Last Friday, COCIR (the European Association of Radiological, Electrotechnical and IT Industry) has been invited to present the key recommendations that the European industry can give to the European Commission (DG Health and Consumer Protection and DG Regional Policy) and the Committee of Regions. The meeting has been part of the launch of the Committee of the Regions' Technical Platform for co-operation on Health. See agenda here.
I represented the COCIR and the main messages we send to the EU Commission and the Committee of Regions were related to the accessibility of structural funds, with the lack of vision concerning health projects, the lack of exchange of views and strategy in health care among EU and the difficulties related to the calls for tenders.

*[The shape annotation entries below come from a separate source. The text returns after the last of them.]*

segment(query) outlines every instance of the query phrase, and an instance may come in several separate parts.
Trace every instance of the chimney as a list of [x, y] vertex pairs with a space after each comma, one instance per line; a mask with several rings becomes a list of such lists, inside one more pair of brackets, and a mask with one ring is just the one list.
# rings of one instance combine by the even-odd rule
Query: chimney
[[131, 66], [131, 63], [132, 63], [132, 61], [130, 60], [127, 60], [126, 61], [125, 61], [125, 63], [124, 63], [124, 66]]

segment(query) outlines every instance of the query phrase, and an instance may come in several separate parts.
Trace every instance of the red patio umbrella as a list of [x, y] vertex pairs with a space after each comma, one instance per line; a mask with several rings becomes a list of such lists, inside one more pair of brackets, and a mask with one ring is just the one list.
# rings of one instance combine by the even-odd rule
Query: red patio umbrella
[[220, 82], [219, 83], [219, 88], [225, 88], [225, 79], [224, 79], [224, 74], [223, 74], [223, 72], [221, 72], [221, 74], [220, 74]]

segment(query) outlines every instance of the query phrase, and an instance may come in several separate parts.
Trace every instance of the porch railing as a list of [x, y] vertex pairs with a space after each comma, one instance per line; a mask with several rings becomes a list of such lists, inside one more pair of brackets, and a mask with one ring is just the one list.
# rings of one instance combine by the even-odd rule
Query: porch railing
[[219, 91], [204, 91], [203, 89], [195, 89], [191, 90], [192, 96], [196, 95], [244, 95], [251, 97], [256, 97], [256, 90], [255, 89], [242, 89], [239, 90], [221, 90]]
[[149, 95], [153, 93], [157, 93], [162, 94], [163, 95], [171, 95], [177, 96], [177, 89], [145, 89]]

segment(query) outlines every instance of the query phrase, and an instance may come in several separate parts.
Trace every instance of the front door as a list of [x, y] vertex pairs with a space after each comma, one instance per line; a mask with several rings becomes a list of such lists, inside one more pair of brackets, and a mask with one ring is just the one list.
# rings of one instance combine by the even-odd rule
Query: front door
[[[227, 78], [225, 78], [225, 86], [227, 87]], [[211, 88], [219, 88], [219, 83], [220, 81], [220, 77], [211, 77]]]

After a short introduction defining the role of industry in the development of modern healthcare and the acknowledgement of the role of structural funds in healthcare, I overviewed the successful steps already accomplished:
Then, I outlined the problems that the EC and governments are facing in funding eHealth:
• Strategic :
–Many Health projects are lacking vision and coordination
• Procurement issues:
–Procurement procedures are too lengthy (up to 4 years!)
–The transparency is not always ensured (tender published in local language)
–Criteria of selection are too restrictive and too technical
–Release of pre-financing is too lengthy (9 to 18 months in some cases)
–Support for building proposals is not always provided or/and advertised and known
–The countries are lacking best practice repository and guidance
I also outlined the importance of the following elements for a successful eHealth project (from eHealth is worth it study):
1. Commitment and involvement of all stakeholders;
2. Strong health policy and clinical leadership that guides a flexible and regularly reviewed eHealth strategy;
3. Regular assessment of costs, incentives and benefits for all stakeholders;
4. Organisational changes in clinical and working practices;
5. Strong clinical leadership, good organisational change management, multi-disciplinary teams with a well-grounded experience in ICT and clear incentives;
6. Long term perspective, endurance and patience.
As a conclusion, I presented the COCIR recommendations, that can be summarized:
1. Integrated approach needed from EC (coordination and coherence between DG SANCO, DG Digital Agenda, DG REGIO and MSs)
2. Continue to invest in health projects, recognizing increasing demand of chronic disease and ageing
3. Pay particular attention to training and education of health providers/users and change management programs
4. Increase transparency of public tender (translate national tenders and submit them to public consultation on EU portal)
5. Facilitate access to public tenders (foresee budget for building tenders and reduce the part of co-financing for the Member States)
6. Control the time to pre-financing (limiting the time to 45 days)
7. Provide functional specifications in Health tenders and quality criteria by type of tender (e.g. infrastructure, EHR, ePrescribing)
8. Avoid national/regional detailed technical tenders that risk to be obsolete due to the pace of innovation in technology and could favour specific providers
9. Increase EU scrutiny of major implementations
10. Simplify the application process for eligible beneficiaries
We hope that this will be an on-going cooperation with the Committee of the Regions' Technical Platform allowing governing bodies to benefit from industry experience as a stakeholder implicated constantly in eHealth implementation.